L’altra sera ero a bere qualche gin tonic con due mie amiche con cui condivido la stessa situazione di vita. Tra una chiacchiera e l’altra siam caduti su un discorso che ho fatto molte volte con tanta gente, soprattutto emigrata: la comprensione di uno stile di vita diverso da parte di chi non lo ha mai sperimentato. Tutto e’ cominciato quando abbiamo cominciato a parlare dei nostri genitori, e di come a volte non capiscano qual e’ il modo migliore per supportarci nelle nostre difficolta’, avendo loro uno stile di vita e una scala di valori molto diversi. Ci siamo un po’ guardati attorno e dentro noi stessi, e abbiamo visto dei (o delle) trentenni ancora vogliosi di andare in giro per il mondo e fare esperienze che sono normalmente precluse a chi non viaggia, a chi non emigra, a chi non cambia il paradigma della propria vita ogni tot anni. E da li’, una domanda e’ sorta quasi spontanea. Ma da che parte sta il tempo?
La mia risposta immediata e’ stata positiva. Si’, sta dalla nostra. Si’, il tempo per fare tante cose c’e’ sempre. Ci sara’ un tempo per sposarsi ed avere figli, ci sara’ il tempo per cambiare lavoro altre due o tre volte, magari citta’ o paese o continente, trovare nuovi amici, conservare o dimenticare i vecchi. Ho argomentato con un pezzo della mia storia personale, che gia’ da un po’ ho ben digerito. A me e’ stato di grande aiuto cominciare a suonare in giro relativamente presto, da adolescente. Osservando il pubblico ho scoperto un universo di gente che seguiva un paradigma di vita diverso da quello che vedevo nel circondario di casa mia. Parenti, amici di famiglia, vicini di casa, tantissimi con storie “ordinarie”: matrimonio e figli, mutuo e sacrifici, settimana al mare o in montagna, lavoro e casa. Invece ai concerti vedevo bikers 40enni che si erano appena trovati il partner e litigavano davanti a tutti, 50enni che seguivano le band a tutti i concerti e chissa’ se avevano una famiglia, tantissimi che facevano lavori stagionali e si spostavano qua e la’. Insomma, tutti con una vita completamente diversa, eppure percepita sorprendentemente come dignitosa e rispettabile. E li’ mi son detto che non esiste un modo di vivere canonico, non c’e’ un mainstream e qualche marginale rivolo di gente che fa una vita “strana”. Poi piu’ avanti negli anni mi son ritrovato a non esserci proprio nel mainstream, e quest’esperienza mi ha rafforzato nelle mie convinzioni, mi ha consolato, mi ha fatto pensare di non essere parte dei pochi. Perche’ essere parte dei pochi potrebbe significare che non hai fatto la scelta giusta, in omaggio al mai detto ma sempre sottinteso teorema che la scelta migliore e’ quella percorsa piu’ spesso. No, ho detto a me stesso mentre cercavo di convincere loro, non esiste una via principale.

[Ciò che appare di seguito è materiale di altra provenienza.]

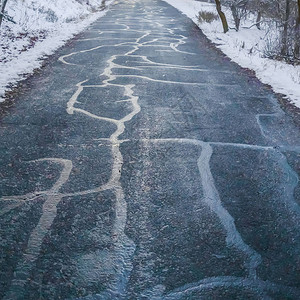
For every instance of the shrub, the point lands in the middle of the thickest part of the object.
(207, 16)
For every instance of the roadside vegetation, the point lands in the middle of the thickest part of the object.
(279, 17)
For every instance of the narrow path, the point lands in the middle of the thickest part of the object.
(143, 164)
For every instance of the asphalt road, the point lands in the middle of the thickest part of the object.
(141, 163)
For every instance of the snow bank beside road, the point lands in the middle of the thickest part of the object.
(42, 27)
(246, 47)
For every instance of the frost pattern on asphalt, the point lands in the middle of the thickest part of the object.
(124, 247)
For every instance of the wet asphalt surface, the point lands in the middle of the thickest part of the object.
(142, 164)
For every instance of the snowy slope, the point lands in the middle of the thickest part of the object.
(246, 47)
(42, 27)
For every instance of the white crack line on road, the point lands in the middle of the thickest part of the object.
(259, 287)
(233, 238)
(49, 210)
(212, 199)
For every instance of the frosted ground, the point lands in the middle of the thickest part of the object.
(41, 28)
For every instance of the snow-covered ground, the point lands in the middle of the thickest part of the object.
(42, 26)
(246, 47)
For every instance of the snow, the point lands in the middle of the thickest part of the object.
(42, 27)
(246, 47)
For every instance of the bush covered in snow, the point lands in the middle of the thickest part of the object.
(35, 19)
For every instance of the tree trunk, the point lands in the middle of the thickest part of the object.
(258, 19)
(236, 17)
(222, 16)
(2, 10)
(297, 34)
(284, 48)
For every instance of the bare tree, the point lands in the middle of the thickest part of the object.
(284, 47)
(297, 33)
(222, 15)
(2, 15)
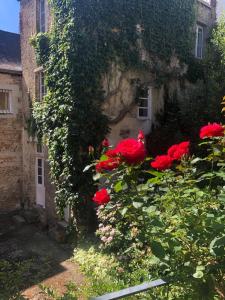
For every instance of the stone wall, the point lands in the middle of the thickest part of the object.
(119, 92)
(11, 158)
(121, 104)
(28, 27)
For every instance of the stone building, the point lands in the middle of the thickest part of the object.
(30, 157)
(11, 123)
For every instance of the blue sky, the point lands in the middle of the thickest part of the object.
(9, 15)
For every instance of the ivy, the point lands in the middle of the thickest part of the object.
(85, 38)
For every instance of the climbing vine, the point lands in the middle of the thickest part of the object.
(85, 38)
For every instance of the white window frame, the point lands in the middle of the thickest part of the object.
(42, 86)
(197, 42)
(9, 110)
(42, 15)
(41, 168)
(148, 107)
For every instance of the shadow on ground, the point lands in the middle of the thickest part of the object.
(28, 257)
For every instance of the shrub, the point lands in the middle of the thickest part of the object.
(170, 223)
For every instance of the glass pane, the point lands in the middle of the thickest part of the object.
(40, 171)
(4, 100)
(143, 102)
(199, 42)
(40, 181)
(42, 86)
(42, 15)
(143, 112)
(39, 148)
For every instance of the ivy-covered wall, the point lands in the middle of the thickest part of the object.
(87, 36)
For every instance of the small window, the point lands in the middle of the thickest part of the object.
(144, 103)
(199, 42)
(42, 87)
(5, 99)
(40, 171)
(41, 21)
(39, 147)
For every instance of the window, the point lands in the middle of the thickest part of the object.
(40, 171)
(199, 42)
(39, 147)
(41, 21)
(42, 86)
(5, 101)
(144, 103)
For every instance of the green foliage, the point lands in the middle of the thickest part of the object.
(12, 279)
(171, 223)
(85, 38)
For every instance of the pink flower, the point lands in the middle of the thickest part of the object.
(162, 162)
(108, 165)
(105, 143)
(211, 130)
(101, 197)
(131, 150)
(176, 152)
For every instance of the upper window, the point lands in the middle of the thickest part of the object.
(5, 101)
(42, 87)
(199, 42)
(144, 101)
(41, 21)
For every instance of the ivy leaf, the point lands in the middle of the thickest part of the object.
(158, 250)
(103, 157)
(217, 246)
(124, 211)
(96, 177)
(155, 173)
(88, 167)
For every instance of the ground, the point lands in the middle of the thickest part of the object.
(44, 261)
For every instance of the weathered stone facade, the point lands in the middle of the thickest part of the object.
(11, 123)
(11, 153)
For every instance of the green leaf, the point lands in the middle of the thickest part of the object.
(198, 274)
(155, 173)
(217, 246)
(157, 249)
(88, 167)
(118, 186)
(124, 211)
(137, 204)
(96, 176)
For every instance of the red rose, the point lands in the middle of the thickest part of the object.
(211, 130)
(107, 165)
(91, 149)
(176, 152)
(131, 150)
(162, 162)
(101, 197)
(141, 136)
(111, 153)
(105, 143)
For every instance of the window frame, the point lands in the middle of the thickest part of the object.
(42, 86)
(9, 110)
(41, 11)
(148, 107)
(197, 42)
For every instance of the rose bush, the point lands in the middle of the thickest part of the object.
(170, 216)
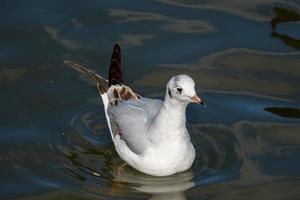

Tornando a casa, pero’, son stato tormentato dal dubbio. Ma davvero una persona ha tutto il tempo di fare quel che gli pare? Voglio dire, volente o nolente un legame con le tue origini, o meglio con il modo di vivere del posto in cui vivi, ti rimane sempre. E per un po’ di anni vai avanti con questa bugia dicendo agli altri che si’, per un po’ di tempo starai via, ma poi tornerai, che i soldi che stai mettendo via sono per un mutuo futuro, per una casa da comprare, come se tu sapessi che chiunque deve tornare al modo originario di vivere. Che anche se deciderai di vivere in qualche altro paese, alla fine metterai sempre radici, ti fossilizzerai e metterai su famiglia, il paradigma di vita che i tuoi genitori ti hanno insegnato col loro esempio verra’ di nuovo fuori. Ma come potra’ accadere tutto cio’ mentre sei impegnato a fare altre cose nella tua vita? Magari spendere un anno sabbatico da qualche parte, cambiare citta’, metterti a scrivere quel libro che hai gia’ in testa da anni, esplorare nuove professioni. Ci vorrebbero 20 anni solo per ricavare la giusta soddisfazione da tutte queste cose. E passati quei 20 anni non puoi fermarti e dire OK, ora mi reinvento un altro stile di vita e lo vivo con la stessa intensita’. Non hai il tempo di godere appieno di tutte le cose che hai in mente, di coltivare quel che e’ dentro di te per un periodo sufficiente a darti la soddisfazione, la pienezza di cui hai bisogno per mettere un punto, per dire che ce l’hai davvero fatta. E qui e’ cominciata l’inquietudine. Non e’ che e’ il tempo stesso – o meglio, il tempo che le cose necessitano – a dirti che strada prendere mano a mano che vai avanti nella tua vita? Che magari sei li’ a dirti che ti devi accontentare, che ti conviene prendere una strada fatta di cose che sono ragionevolmente realizzabili nel lasso di tempo che ti rimane, e che e’ meglio lasciar perdere il resto? E’ questo il segreto, la condanna dell’essere adulti?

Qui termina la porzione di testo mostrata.